Joseph Haydn (1732-1809) - La Création


Lors de son premier séjour à Londres, entre 1791 et 1795, Haydn entend diverses oeuvres de Haendel, dont le
Messie et Israël en Egypte, et l'idée de se mesurer à lui ne le quitte plus. Il rapporte de Londres un livret en anglais qui, un demi-siècle auparavant, avait été destiné à Haendel. Son ami le baron Gottfried van Swieten, un des membres les plus «éclairés» de la noblesse viennoise, adapte en allemand le livret inspiré à la fois de la Bible (Genèse et Psaumes) et du Paradis perdu de Milton.
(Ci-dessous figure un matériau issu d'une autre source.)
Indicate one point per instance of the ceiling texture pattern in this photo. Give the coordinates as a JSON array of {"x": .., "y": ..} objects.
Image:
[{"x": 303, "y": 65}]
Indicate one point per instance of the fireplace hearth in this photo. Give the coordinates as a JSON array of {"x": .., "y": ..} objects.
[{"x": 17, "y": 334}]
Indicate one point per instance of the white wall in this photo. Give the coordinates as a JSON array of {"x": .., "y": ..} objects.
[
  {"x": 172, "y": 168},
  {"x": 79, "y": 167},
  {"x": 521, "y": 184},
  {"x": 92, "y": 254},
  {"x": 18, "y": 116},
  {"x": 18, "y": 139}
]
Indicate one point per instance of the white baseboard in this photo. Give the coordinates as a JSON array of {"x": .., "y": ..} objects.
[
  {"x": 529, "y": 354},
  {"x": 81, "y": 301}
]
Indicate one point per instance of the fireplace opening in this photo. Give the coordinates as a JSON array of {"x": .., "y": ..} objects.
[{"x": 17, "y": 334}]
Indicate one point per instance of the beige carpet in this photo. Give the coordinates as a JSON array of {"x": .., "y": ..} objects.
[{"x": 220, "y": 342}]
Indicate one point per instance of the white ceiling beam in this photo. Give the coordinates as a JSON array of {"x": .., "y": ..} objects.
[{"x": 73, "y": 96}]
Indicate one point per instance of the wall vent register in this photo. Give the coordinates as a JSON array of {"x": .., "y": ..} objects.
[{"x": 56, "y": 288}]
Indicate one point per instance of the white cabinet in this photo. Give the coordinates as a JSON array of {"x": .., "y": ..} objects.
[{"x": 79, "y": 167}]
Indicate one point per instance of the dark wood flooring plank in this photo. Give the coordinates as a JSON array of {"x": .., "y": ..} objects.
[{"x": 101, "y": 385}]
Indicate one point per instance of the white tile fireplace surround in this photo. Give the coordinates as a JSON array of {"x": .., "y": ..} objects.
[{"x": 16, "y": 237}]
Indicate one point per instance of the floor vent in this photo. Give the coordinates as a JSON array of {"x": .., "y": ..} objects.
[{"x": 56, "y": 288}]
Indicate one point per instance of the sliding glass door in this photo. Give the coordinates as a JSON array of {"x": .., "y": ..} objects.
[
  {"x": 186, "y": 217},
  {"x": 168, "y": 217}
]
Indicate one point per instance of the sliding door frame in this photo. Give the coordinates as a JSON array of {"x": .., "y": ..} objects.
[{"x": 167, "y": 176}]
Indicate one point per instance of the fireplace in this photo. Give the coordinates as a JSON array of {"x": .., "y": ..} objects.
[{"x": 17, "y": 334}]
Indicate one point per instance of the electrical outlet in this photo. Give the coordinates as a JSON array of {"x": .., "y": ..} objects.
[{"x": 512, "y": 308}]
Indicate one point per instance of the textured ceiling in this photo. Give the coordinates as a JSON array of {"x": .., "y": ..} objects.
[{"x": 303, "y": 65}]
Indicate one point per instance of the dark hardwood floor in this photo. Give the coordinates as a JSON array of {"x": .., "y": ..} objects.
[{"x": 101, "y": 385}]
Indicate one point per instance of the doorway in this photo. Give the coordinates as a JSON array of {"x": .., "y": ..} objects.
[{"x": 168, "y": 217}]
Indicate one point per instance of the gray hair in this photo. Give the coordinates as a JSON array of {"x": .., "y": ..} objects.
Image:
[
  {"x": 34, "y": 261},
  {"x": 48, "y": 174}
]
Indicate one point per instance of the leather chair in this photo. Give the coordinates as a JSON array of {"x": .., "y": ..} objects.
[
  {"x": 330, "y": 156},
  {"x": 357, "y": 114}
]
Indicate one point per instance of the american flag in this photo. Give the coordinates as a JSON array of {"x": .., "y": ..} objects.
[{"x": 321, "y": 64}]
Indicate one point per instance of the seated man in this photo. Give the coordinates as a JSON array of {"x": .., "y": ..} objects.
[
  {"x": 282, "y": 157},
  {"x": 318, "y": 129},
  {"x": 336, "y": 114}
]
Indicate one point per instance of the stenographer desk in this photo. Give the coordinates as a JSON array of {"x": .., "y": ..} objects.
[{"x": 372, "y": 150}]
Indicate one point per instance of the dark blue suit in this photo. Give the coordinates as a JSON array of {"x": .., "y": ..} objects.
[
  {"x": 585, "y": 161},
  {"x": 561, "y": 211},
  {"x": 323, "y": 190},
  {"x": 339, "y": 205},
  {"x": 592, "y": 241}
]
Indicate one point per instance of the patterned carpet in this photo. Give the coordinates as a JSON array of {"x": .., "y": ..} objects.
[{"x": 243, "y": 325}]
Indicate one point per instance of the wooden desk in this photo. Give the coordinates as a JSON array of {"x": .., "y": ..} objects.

La Création est sans doute la première grande oeuvre de l'histoire de la musique écrite en pensant à la postérité : «J'y mets le temps parce que je veux qu'il dure», aurait dit Haydn de son oratorio. La première publique a lieu le 19 mars 1799, au Burgtheater de Vienne : les gens se battent presque pour entrer, l'oeuvre connaît un succès immédiat dans toute l'Europe.

Les trois parties de l'oratorio sont consacrées respectivement aux éléments, aux animaux et à l'homme, au paradis terrestre. Les trois solistes personnifient les archanges Gabriel (soprano), Uriel (ténor) et Raphaël (basse), puis dans la troisième partie Adam (basse) et Ève (soprano). Les épisodes descriptifs relèvent soit de la peinture musicale, soit plus souvent du symbolisme musical. Les «images» se trouvent sans exception, ou presque, à l'orchestre, non aux voix, de sorte que la musique précède toujours les paroles. Elle n'illustre pas «mécaniquement» des paroles déjà prononcées, ce sont les paroles qui après coup «commentent» la musique, — dont les aptitudes à surprendre restent ainsi intactes. Après tant de quatuors et de symphonies,
la Création confirme Haydn comme l'un des plus grands «narrateurs» de l'histoire de la musique.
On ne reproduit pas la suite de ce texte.